Reading is the verb I used, but it's not exact. This is the intention. What students who—and this is a lot—want to get a better grade do is look for the audiobook. And this is still the case. They put it on at double speed, while doing other things, like looking at their phone. The voice of the actor or actress reading speaks like the messages they send each other. Like a puppet.
"It's just so cheesy," they tell you. And they give you the example of some metaphors. Obviously, out of context, and especially without context, even the mythical metaphor of Hopscotch "We kissed as if our mouths were full of live pieces." It would seem like a snail's nest. The lagoon is so stratospheric that they haven't even been able to laugh at Sabina.

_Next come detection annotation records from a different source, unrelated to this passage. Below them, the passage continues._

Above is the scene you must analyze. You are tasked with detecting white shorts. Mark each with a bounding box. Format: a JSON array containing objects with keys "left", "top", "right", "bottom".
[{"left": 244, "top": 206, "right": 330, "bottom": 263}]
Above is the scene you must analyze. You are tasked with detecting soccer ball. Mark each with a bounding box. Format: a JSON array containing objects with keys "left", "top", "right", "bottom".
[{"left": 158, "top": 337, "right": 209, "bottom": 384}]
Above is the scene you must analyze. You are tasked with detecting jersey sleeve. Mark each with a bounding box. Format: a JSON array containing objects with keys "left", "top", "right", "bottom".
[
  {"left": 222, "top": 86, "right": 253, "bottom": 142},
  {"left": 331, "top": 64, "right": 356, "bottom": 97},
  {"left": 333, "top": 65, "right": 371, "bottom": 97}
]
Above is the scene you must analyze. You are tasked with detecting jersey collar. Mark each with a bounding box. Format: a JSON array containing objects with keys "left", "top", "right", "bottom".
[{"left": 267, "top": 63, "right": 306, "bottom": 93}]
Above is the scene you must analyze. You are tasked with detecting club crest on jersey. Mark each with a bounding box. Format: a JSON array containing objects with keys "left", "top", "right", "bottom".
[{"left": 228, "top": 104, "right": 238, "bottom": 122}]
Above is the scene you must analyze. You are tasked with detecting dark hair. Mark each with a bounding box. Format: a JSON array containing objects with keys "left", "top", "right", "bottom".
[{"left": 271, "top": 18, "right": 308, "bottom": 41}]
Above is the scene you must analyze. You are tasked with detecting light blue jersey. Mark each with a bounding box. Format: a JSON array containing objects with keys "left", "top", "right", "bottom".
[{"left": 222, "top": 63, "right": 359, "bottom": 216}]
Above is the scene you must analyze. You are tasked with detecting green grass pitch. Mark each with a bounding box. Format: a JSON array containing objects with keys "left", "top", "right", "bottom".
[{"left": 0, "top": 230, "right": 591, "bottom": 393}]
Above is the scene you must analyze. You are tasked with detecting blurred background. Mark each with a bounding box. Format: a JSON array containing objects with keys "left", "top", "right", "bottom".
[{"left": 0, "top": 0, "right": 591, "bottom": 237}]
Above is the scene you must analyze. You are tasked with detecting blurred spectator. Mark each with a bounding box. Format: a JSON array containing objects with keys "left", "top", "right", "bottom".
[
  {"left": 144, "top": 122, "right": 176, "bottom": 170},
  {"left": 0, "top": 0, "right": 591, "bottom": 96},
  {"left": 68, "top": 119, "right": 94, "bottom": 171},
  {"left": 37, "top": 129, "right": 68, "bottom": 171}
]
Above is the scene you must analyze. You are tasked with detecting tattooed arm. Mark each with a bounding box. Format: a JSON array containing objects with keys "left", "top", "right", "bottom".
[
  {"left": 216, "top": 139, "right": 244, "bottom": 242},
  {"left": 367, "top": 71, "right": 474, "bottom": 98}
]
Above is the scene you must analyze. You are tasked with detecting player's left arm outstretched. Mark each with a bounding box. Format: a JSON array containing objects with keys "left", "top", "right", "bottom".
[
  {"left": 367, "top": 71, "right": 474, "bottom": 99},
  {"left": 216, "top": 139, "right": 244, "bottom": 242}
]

They laugh at books about the Civil War, but from another, lighter place than ours. To laugh is to know and, in a way, to love. Your mockery of spherifications, which you know and can compare with other ways of cooking, is not theirs, so old-fashioned and sisterly: "It just leaves you hungry."
They pick up a book and don't read its synopsis. They don't know if the author is alive or dead, and if the work takes place now or in Ermesenda's time. They have experienced diversity (very good things, average things, and very bad things) in all other areas: music, food, TV series, clothing. They are critical of all this, but not of books. And I repeat, once again. We won't save him unless we get it into our heads that the only solution between them and us is reading aloud.